The contents of these RF2s:
GZASCII
GZSEMI
GZALT
(I got these set of fonts thanks to https://github.com/technomancer-lv )
VIDEORAM2 is a screen memory of 64k of 12-bit words. It uses KR565RU6 that are soviet 4116s with just single VCC of +5V. CPU also can have a direct connection to VRAM. It also comes with three 2114 (here TMM314AP) so 1024x12 SRAM.
This is a special board that makes my ComPAN 8/16bit microcomputer. This card places my unit somewhere in between ComPAN - 8 and ComPAN-16 that never entered mass production. The unit is from 1988 but I found mentions about i8088 card from as early as 1986. The BIOS for ComPan i8088 card was made by ZSAK PAN Software Corporation and has a compilation date of 11/08/82. I don't know how many of ComPANs that survived to today are 8/16 model. The BIOS also mentions colour graphic/ XT keyboard and seems to have HDD handling procedures.
It uses a MERA 7946M-like keyboard or a dedicated keyboard based on MERA 79152PC keyboard. The parallel keyboard interface consists of 8 data lines and STROBE signal. Keyboard is handled by i8255 on VIDEORAM1 board. The dedicated keyboard is based on i8035. The dedicated keyboard also uses two more signals. /INT and T0 for the i8085. The keyboard matrix is based on RTF hall efect switches, with enable input, - VEB HFO B 461 G. More on the hall switches from RFT: https://telcontar.net/KBK/HFO/Hall_ICs
Commercials and BIOS strings mention PC-XT style keyboard option.

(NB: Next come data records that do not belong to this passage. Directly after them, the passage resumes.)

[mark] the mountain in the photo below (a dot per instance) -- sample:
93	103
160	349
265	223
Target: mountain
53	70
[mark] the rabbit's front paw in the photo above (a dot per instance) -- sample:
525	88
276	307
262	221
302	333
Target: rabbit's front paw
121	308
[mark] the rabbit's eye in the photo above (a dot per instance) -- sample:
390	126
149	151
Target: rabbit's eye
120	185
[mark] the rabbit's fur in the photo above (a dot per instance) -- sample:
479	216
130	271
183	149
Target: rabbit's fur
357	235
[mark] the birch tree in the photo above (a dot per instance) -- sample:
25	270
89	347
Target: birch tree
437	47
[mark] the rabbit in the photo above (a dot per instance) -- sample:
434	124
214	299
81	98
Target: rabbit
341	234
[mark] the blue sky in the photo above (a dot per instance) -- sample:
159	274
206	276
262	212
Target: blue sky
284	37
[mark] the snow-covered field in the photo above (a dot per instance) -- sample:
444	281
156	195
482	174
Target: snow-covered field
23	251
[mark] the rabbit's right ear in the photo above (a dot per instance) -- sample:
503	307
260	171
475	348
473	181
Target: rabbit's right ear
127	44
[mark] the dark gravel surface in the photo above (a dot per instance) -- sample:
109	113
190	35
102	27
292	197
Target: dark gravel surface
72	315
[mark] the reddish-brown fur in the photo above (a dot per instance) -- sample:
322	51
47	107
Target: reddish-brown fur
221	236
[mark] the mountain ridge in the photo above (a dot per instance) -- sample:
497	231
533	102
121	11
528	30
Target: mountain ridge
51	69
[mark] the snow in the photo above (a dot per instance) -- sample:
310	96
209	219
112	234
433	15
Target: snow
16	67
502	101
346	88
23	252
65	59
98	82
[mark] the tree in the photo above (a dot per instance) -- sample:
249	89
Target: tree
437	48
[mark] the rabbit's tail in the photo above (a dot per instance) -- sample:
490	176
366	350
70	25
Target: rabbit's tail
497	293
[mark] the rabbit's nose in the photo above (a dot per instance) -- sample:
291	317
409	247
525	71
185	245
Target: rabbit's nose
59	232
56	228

ComPAN has a feature of expanded address bus to 21 lines (A0 - A20), and can address up to 2 MB of RAM. Since 8080 address space ends on 64k it has to use RAM banking. The computer has a i8257 for handling the DMA transfers. Mine unit got two 128/512k RAM boards. One got full 512k, the other 384k. It seems that the board could be populated with 4116 (128k) or 4164 (512k). It has jumpers that need to be set according to ICs used.
My ComPAN has Rockwell 6765 FDC and can use up to 4 5,25 or 8 inch FDDs. The FDC is located on I/O board with the FDD connectors on the back of the unit. It seems to use standard Shugatr interface, for FDD there is no logic inside the drive module, just a cable pass thru. There are modules with two FDDs or one FDD and 21Mb Winchester. The Winchester controller(WD1010) is inside the drive module and seems to use a FDD interface to connect to system.
By MFM Archiver/ Emulator from pdp8online (https://www.pdp8online.com/mfm/mfm.shtml) I was able to copy contents of one of my 21Mb drives (the second had a head crash, probably while still operating in the first owner). I was able to recover a system partition of
The ComPAN-16 Personal Computer DOS (IBM compatible)
Version 3.10 Implemented by ZSAK-PAN 1985, 1986, 1987
Sadly the drive had no computer-specific software, just a copy of Norton Commander and a polish-made antivirus software. Recovering a boot floppy image is just a matter of time.